And a large number of children – around 40% – also have additional needs, of which many will have complex needs. It’s important that their rights to effective hearing aids and audiological equipment isn’t overlooked.

NDCS is supporting the campaign and joining the call for primary care trusts to improve the services they offer to disabled children.

Campaigning for deaf children at the Conservative party conference: day 1

The travelling circus has now moved to Birmingham where the Conservatives are finishing off the party conference season. As we’re still knackered from the last two and as we have a busy day tomorrow, we took today a bit easy – but still managed to go along to two fringe meetings and meet some of our fellow charity campaigners on the travelling circus to see what they’re up to.

Our first fringe meeting was on the role of schools in promoting well-being in children, an issue we’re likely to be looking at in more detail in the near future in relation to deaf children. There was a lot of discussion about the well-being needs of children with special educational needs. I came dangerously close to becoming an angry deaf man when one man, a school governor, suggested that the needs of children with special educational needs shouldn’t overshadow a focus on the needs of gifted children. My immediate thought was that many children with special educational needs would be gifted if they had the right support and focus on their needs! It was a disconcerting point of view to hear. On the plus side, after the meeting, we managed to persuade a leading MP to come and visit a school for deaf children. And the hamburgers served up during the meeting were quite nice.

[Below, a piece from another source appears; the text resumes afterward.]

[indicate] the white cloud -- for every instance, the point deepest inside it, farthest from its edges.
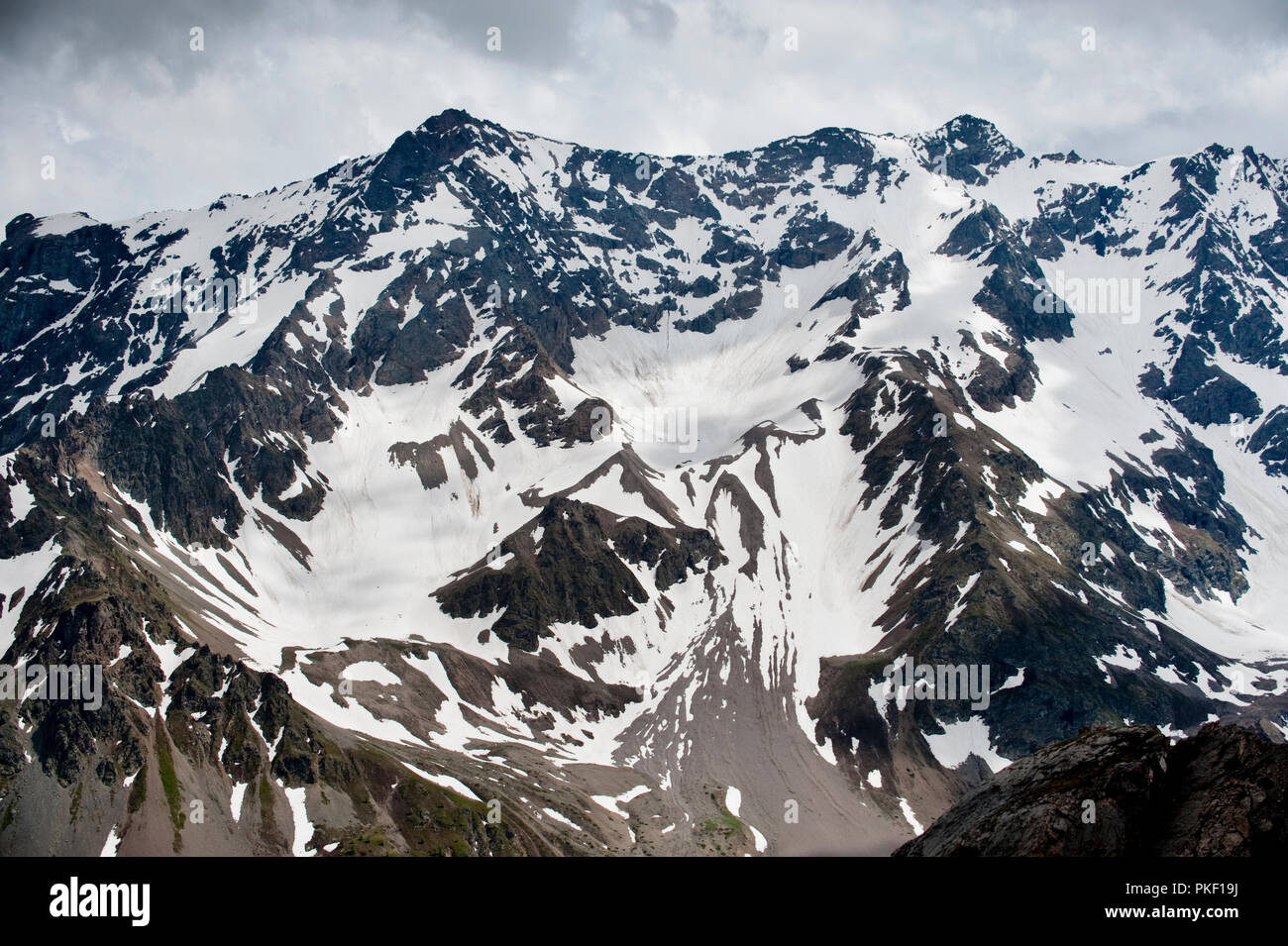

Later on, we went to the Every Disabled Child Matters fringe meeting. They’re campaiging on disabled children having more places to go and play – and have produced a very excellent video of disabled children talking about their own experiences and frustrations. It had a powerful impact, and reminded me that campaigns tend to pack a more powerful punch when it gives a voice to the people directly impacted.

A packed day tomorrow, and lots of MPs to stalk. Watch this space.

Campaigning for deaf children at the Lib Dems: day 1

Well, our day one at the Liberal Democrat party conference in Bournemouth has gone well, even though we didn’t really plan to get going until tomorrow.

Highlights include:

* Managing to – very briefly – speak with Nick Clegg, the leader of the party, as he walking through the exhibition hall.

* Attending a fringe meeting on inclusion of children with special educational needs, hosted by the Royal National Institute for Deaf people, Treehouse charity for autistic children and the National Union of Teachers. A leading MP, Annette Brooke, came and spoke of her anger that disabled children were being let down by a failure to provide specialist support. My boss, Director of Policy and Campaigns at NDCS, asked the panel whether they thought teachers should be given a statement of entitlements if they work with deaf children – like an entitlement to work in a classroom with good acoustics, specialist support staff with the right qualifications, and with adequate training on working with deaf children. The point seemed to go down well and the NUT seemed keen to follow it up.

* Doing a tour of the exhibition stands and making links with other charities and organisations – including the Royal National Institute for Blind people, CentreForum think tank and the Liberal Democrat Education Association.

* Attending another fringe meeting, run by Every Disabled Child Matters campaign organisation, which managed to attract 3 Liberal Democrat MPs. Reforming Disability Living Allowance benefit was mentioned as a priority by several of these MPs. Families with disabled children shouldn’t be living in poverty as a result of having to care for a disabled child, or buy accessible childcare or buy special equipment. A pertinent point to us given the evidence out there indicating that families with deaf children are also disproportionately in poverty.

The main highlight of the day though had to be seeing celebrity MP, Lembit Opik, in action campaigning for segways to be allowed on the road – by publicly riding it up and down the hill outside the conference centre. If his effort was to prove how safe it is, he probably didn’t count on my Director of Policy and Campaigns getting in the way and nearly being run over by a MP on a segway.

Much busier day tomorrow as Laura comes to town to help us campaign for better education for deaf children.